Jakarta, Kompas -
Selain 63 perda diskriminatif itu, ada 20 rancangan perda yang diskriminatif. Pada kurun waktu sama, hanya tujuh perda yang tidak diskriminatif. Data ini dipaparkan Komnas Perempuan dalam diskusi ”Media, Negara, dan Tubuh Perempuan”, Rabu (6/10) di Jakarta.
”Ada yang karena naif saja. Mereka pendek pikir saja,” kata Komisioner Komnas Perempuan Andy Yentriyani. Menurut dia, mayoritas perda yang diskriminatif dan khusus menyasar perempuan dengan alasan moralitas dan agama lahir dari perasaan takut dan panik.

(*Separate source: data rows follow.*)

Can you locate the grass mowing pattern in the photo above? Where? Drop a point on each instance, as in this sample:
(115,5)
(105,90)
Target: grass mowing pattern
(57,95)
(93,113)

Contohnya, wacana tes keperawanan untuk siswa baru sebagai usulan rancangan perda di Provinsi Jambi.
Wacana ini merupakan konstruksi sosial yang menempatkan tubuh dan seksualitas perempuan sebagai hal yang perlu diatur tidak hanya melalui lembaga sosial, tetapi juga dengan menggunakan perundang-undangan.
Andy mengingatkan, persoalan tes keperawanan itu bukan hanya pada tesnya, melainkan juga pada dampak lanjutan yang melanggar hak asasi manusia, seperti stigma dari masyarakat. (LUK)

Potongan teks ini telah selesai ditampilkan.